China’s monetary policy mix more ‘effective, obvious’ than Western-style quantitative easing, focused on economic goals

  • Deputy central bank governor Xuan Changneng says Beijing’s monetary policies are ‘effective and obvious when compared with foreign central banks’
  • Analysts say the PBOC is under pressure to clarify its comments in December about implementing flexible but accommodating monetary policy

A senior central bank official has hinted that China would not adopt Western-style quantitative easing, saying Beijing’s mix of liquidity tools and credit allocation is more effective in reflating the national economy.
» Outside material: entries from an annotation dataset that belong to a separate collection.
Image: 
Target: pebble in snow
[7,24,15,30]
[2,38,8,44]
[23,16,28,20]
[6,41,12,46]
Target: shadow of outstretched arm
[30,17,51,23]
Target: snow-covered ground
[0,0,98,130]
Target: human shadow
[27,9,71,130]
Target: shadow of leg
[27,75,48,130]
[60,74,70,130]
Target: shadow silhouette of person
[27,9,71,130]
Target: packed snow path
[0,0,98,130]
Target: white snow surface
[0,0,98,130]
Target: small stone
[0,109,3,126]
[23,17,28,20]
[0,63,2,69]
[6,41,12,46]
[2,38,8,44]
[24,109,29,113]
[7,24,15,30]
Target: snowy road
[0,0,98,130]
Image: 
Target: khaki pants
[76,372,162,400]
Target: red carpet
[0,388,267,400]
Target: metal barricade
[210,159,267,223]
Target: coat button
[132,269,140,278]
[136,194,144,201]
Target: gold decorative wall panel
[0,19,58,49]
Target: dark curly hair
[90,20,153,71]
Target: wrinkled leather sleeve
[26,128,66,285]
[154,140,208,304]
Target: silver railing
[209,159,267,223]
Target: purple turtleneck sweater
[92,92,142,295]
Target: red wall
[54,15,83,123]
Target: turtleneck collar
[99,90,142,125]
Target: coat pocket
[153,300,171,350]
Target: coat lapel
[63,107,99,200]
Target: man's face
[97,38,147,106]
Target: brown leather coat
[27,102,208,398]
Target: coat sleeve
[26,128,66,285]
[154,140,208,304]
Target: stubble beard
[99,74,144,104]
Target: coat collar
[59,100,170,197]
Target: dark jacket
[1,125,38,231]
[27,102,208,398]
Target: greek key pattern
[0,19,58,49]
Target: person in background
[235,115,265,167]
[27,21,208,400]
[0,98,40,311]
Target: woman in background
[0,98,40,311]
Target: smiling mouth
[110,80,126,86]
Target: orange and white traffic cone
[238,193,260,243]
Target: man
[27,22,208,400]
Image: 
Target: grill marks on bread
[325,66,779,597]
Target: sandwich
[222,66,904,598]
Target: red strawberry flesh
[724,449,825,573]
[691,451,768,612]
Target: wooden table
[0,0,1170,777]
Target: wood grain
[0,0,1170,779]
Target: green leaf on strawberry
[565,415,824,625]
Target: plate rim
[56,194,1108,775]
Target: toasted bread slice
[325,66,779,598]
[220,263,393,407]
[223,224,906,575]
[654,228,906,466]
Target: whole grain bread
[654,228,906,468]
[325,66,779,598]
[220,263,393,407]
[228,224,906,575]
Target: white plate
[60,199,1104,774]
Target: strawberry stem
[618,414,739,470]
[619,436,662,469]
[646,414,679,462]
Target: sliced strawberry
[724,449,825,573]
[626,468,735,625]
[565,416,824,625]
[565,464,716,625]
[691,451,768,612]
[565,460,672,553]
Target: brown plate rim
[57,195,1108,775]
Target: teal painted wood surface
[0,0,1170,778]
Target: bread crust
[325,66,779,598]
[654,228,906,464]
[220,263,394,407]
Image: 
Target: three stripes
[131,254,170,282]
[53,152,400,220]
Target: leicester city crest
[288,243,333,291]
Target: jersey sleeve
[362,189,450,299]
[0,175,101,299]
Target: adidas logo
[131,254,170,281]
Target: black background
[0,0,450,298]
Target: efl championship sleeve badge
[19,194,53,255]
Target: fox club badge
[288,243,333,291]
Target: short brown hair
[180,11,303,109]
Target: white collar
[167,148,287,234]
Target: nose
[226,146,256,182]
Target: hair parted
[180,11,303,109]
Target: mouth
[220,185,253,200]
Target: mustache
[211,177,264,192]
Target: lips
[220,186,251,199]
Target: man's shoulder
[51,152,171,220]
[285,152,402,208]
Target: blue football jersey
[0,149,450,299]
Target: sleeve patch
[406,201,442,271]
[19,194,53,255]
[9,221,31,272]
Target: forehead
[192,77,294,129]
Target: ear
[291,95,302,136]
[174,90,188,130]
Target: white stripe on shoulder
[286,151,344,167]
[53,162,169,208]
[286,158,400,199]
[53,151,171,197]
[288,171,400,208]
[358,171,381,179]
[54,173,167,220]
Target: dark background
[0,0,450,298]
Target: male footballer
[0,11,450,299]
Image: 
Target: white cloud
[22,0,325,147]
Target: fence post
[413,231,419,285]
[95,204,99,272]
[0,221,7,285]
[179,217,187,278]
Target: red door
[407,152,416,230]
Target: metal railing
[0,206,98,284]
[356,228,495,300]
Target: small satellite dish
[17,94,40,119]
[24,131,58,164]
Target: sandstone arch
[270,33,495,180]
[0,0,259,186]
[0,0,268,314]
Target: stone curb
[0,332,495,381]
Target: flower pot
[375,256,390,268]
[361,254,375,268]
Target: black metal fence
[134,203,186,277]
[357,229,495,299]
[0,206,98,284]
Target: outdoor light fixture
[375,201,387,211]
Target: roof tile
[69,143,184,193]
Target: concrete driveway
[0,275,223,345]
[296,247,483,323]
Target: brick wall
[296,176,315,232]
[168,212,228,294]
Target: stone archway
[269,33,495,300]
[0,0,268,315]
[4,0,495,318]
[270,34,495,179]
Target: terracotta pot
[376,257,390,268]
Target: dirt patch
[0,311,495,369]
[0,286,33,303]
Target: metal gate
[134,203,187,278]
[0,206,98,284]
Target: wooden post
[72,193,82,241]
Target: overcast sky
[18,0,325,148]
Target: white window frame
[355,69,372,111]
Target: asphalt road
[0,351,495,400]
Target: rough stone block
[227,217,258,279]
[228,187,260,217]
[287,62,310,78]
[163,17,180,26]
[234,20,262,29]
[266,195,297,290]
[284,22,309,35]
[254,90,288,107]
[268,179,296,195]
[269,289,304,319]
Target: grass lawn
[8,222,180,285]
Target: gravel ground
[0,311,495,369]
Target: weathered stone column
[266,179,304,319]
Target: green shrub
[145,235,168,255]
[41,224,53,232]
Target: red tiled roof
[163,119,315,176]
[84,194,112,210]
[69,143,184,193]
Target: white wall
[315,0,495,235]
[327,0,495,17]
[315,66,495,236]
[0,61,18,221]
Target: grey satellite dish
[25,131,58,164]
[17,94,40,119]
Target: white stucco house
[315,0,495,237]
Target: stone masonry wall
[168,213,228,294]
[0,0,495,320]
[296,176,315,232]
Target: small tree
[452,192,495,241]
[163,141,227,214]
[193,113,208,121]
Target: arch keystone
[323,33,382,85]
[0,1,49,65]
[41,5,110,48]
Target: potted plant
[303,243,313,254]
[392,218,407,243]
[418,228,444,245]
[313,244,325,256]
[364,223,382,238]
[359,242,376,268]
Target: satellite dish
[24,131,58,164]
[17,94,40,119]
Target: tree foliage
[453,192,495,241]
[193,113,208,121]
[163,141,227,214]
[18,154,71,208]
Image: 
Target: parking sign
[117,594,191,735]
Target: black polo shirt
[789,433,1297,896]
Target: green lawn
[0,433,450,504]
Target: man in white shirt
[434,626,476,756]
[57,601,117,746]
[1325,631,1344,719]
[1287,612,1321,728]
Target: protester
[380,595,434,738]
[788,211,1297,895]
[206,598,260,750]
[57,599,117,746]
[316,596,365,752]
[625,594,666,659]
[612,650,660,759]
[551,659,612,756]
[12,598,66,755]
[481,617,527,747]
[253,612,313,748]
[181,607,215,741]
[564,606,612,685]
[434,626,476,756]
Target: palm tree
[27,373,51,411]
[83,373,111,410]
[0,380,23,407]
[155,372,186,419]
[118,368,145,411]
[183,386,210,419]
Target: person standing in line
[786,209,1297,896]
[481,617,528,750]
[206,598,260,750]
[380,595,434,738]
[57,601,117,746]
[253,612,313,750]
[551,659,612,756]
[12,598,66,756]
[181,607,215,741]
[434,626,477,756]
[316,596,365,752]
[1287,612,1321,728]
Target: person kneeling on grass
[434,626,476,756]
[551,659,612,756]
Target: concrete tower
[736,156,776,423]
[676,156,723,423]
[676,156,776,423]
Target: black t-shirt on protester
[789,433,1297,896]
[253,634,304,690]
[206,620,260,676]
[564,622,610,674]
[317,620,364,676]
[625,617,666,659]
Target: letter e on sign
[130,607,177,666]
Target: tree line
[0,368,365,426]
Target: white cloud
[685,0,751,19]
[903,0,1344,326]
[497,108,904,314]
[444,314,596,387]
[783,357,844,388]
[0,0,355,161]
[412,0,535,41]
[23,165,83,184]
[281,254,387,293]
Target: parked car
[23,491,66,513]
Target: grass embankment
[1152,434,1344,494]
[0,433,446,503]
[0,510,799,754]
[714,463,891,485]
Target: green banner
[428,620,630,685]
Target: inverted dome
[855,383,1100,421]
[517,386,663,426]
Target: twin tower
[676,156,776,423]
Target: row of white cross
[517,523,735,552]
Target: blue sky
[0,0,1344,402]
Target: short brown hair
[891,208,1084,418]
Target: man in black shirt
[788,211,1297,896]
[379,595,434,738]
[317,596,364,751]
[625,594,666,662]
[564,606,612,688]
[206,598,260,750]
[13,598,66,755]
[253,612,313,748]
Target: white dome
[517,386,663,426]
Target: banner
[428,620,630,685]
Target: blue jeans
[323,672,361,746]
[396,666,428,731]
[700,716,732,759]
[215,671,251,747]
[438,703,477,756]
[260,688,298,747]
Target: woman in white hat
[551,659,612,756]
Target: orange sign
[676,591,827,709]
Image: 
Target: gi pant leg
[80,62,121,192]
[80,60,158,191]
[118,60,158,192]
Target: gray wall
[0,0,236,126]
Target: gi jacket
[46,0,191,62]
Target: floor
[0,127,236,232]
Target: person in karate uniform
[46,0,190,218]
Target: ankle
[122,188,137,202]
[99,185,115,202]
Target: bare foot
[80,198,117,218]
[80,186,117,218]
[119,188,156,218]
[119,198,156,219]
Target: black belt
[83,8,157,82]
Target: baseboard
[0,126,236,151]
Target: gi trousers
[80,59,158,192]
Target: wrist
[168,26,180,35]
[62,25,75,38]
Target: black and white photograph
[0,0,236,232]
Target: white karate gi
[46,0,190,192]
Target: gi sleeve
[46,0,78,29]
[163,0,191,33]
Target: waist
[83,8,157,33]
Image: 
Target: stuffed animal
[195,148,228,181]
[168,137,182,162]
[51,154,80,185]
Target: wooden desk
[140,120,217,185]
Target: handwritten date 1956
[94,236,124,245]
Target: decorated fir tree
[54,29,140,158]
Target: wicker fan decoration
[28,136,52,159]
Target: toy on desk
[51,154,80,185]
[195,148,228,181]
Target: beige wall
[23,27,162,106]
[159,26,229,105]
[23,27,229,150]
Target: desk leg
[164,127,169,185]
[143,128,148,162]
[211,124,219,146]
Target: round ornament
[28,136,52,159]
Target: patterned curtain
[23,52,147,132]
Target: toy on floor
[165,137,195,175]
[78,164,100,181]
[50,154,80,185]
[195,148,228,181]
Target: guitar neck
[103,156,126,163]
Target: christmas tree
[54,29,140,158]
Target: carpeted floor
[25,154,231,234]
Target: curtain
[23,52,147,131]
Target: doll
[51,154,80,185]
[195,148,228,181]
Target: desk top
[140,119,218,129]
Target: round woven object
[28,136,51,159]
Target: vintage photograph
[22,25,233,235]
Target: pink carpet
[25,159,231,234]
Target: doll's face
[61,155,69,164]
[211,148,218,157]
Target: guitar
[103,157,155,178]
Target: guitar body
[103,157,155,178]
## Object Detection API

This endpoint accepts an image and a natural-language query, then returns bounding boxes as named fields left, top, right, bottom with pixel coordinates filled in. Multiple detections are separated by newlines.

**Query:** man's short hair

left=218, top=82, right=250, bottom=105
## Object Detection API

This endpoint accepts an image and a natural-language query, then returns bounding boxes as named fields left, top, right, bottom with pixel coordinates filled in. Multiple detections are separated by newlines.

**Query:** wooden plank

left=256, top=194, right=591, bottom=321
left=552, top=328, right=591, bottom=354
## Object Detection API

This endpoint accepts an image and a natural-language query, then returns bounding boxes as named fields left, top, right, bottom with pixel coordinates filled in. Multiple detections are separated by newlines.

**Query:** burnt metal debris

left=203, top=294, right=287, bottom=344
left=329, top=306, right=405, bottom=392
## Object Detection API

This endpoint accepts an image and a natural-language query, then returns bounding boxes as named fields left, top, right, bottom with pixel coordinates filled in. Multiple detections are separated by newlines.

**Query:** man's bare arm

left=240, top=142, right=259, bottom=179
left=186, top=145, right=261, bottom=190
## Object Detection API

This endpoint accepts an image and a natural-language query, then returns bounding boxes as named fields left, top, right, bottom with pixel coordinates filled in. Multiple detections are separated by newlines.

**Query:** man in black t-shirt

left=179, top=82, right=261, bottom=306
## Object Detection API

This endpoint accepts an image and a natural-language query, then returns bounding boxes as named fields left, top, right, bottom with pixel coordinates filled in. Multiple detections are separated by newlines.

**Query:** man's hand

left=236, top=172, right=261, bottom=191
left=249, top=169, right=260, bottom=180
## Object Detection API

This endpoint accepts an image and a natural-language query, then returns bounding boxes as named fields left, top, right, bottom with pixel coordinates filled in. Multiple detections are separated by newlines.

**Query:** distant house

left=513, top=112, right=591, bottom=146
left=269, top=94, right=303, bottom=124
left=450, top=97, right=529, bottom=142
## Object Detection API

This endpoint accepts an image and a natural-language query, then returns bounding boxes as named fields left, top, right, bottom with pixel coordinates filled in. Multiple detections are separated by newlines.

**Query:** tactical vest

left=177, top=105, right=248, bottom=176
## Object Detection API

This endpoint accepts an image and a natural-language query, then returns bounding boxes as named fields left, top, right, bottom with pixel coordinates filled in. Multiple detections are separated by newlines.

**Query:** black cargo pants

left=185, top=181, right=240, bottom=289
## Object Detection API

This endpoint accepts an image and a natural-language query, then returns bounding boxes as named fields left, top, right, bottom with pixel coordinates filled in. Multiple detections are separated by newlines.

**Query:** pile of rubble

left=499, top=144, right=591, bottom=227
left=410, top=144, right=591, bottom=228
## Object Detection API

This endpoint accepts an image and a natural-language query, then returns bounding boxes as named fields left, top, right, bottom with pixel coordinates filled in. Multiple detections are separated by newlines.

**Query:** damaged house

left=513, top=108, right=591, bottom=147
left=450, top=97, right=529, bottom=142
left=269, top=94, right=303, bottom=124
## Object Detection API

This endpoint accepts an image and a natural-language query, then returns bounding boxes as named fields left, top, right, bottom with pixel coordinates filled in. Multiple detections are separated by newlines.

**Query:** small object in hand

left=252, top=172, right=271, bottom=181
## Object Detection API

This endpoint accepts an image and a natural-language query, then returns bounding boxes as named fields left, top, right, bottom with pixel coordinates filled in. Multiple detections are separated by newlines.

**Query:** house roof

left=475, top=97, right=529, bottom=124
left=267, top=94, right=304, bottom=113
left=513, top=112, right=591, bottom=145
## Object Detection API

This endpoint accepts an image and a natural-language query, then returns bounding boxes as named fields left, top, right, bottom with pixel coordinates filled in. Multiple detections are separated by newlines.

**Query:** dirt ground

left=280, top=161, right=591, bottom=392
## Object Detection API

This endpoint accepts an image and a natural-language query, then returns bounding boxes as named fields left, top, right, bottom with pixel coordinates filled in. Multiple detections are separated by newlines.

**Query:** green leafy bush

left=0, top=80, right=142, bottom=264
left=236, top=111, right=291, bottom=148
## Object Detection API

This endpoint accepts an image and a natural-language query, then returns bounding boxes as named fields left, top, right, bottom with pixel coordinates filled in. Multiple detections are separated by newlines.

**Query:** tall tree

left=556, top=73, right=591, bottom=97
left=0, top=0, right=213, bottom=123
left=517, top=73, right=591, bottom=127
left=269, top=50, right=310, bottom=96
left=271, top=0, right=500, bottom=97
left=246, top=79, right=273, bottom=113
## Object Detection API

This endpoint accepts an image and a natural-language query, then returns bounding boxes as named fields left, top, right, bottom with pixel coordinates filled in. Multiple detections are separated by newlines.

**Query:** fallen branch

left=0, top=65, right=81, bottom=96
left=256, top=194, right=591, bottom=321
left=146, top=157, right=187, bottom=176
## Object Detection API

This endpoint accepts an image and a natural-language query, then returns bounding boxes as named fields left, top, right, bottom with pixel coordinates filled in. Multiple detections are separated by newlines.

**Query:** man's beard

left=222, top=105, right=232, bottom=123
“The pass-through effect of the [central bank’s] monetary policies is effective and obvious when compared with foreign central banks,” Xuan Changneng, deputy governor of the People’s Bank of China (PBOC), said on Thursday without specifying any overseas agencies.

“The credit growth rate is also maintained at a level conducive to achieving our economic goals,” he added, citing that the PBOC has used its 45 trillion yuan (US$6.2 trillion) of assets to encourage 244 trillion yuan of commercial bank loans for the economy.

Xuan’s comments came at a time of increasing calls for stronger policy support to achieve this year’s “around 5 per cent” economic growth target, but while Beijing’s financial system is heading in a different direction under President Xi Jinping’s financial superpower vision.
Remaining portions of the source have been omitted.